Debut has raised $80 million from L'Oréal's venture fund Bold, Material Impact, Fine Structure Ventures, and GS Futures. It works with L'Oréal portfolio brands, Image Skincare, and Formula Fig clinics.
Haut.AI: Personalized Skincare Recommendations
Haut.AI analyzes skin health through mobile images and recommends products tailored to individual needs. Co-founder Anastasia Georgievskaya, trained in biophysics, built the platform after noticing that skincare products work clinically but consumers don't always experience results - because different skin types respond differently.
The platform powers Ulta Beauty's loyalty app, which has 44 million members. Haut.AI also works with Neutrogena, Beiersdorf, Clarins, and Grupo Boticário.
The company recently partnered with Noom to integrate SkinGPT, which lets users visualize how their skin will change with different products and lifestyles. Haut.AI has raised $2.8 million from Ulta Beauty's venture capital firm LongeVC, Grupo Boticário, and Prisma Ventures.
Georgievskaya developed Skin Atlas, a technology that strips identifying details from user photos and converts them into AI-generated textures containing skin information without storing personal data. This approach protects privacy while optimizing facial recognition for product recommendations.
Daash: Data-Driven Market Intelligence
Daash provides AI-powered consumer insights and market analysis for beauty brands at early stages of product launch. Co-founder Philip Smolin said the platform sources data from licensed consumer research panels, brand websites, retailers, and collaborators to produce reports on consumer patterns and product performance.
The system learns and improves as brands feed back accuracy estimates. Daash has raised $11 million from Silicon Road Ventures, Bullpen Capital, GFT Ventures, and Red Bike Capital.
Smolin predicts that reformulations using existing ingredients will accelerate to weeks, while novel chemistries will take longer due to testing requirements. He argues that AI Data Analysis will be essential for brands competing in the beauty market, but human vision will ultimately determine which companies succeed.

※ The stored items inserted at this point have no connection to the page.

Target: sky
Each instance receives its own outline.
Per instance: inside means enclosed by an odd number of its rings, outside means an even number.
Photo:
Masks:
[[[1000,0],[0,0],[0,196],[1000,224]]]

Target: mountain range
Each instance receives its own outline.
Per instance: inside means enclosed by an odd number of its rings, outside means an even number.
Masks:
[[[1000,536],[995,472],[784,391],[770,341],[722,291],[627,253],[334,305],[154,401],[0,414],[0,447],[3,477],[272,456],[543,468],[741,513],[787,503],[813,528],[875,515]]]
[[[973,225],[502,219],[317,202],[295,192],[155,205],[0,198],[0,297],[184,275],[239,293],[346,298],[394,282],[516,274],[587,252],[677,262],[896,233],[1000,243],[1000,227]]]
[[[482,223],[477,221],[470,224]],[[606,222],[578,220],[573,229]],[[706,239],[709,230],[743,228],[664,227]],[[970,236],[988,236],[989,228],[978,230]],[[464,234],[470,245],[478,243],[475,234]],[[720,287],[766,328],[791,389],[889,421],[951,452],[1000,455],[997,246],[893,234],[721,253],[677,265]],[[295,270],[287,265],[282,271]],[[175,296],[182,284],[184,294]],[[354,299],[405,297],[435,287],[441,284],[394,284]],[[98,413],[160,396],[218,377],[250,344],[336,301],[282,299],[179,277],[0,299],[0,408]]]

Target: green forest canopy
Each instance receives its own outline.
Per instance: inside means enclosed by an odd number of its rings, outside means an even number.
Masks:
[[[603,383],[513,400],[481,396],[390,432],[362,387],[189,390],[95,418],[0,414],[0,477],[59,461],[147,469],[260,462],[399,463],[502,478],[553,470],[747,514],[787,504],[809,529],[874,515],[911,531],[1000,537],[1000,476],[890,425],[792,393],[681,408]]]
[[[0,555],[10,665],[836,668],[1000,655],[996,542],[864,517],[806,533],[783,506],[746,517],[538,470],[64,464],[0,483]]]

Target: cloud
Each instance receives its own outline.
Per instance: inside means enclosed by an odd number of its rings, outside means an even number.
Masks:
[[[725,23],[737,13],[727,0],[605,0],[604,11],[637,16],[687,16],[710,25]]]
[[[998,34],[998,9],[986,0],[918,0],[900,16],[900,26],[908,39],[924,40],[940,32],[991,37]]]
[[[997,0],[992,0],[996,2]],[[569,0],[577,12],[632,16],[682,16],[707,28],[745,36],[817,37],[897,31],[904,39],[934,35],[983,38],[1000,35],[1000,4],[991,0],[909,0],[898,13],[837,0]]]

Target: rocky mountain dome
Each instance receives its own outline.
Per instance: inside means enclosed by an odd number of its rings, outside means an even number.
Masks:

Noli: L'Oréal's AI Product Matching Platform
Noli matches users with products based on uploaded images of their skin and hair. The L'Oréal-backed platform works exclusively with L'Oréal brands including CeraVe, La Roche-Posay, Kiehl's, Aesop, and Lancôme, plus the independent brand Doré.
Chief marketing officer Firdaous El Honsali said the platform is designed to recommend the right products, not sell more products. Noli is developing a routine curation tool and plans to expand beyond skincare into makeup and haircare.
The Speed Factor
All four companies emphasize the same outcome: AI reduces AI for Product Development cycles. Formulation speed, clinical testing timelines, and product rollouts are all compressing.
Estée Lauder demonstrated this in late 2025 when Jo Malone London launched an AI-powered scent advisor powered by Google's Gemini and Vertex platforms. LVMH expanded its AI initiatives in 2025 to cover supply chain planning, pricing, product design, and marketing.
The Trust Problem
Lilac Watt, principal at venture capital firm Venrex, said the startups succeeding are building something difficult: AI that consumers trust. "Consumers are extraordinarily demanding. They want personalization that feels genuine, not gimmicky, and they will abandon a brand the moment the technology feels like a parlour trick," Watt said.
Watt noted that the most fundable companies aren't just building consumer features - they're building proprietary data assets, skin biomarker libraries, formulation models, and diagnostic engines. As these AI firms fine-tune their ability to predict trends and develop new ingredients, they're positioning themselves to compete with established beauty giants.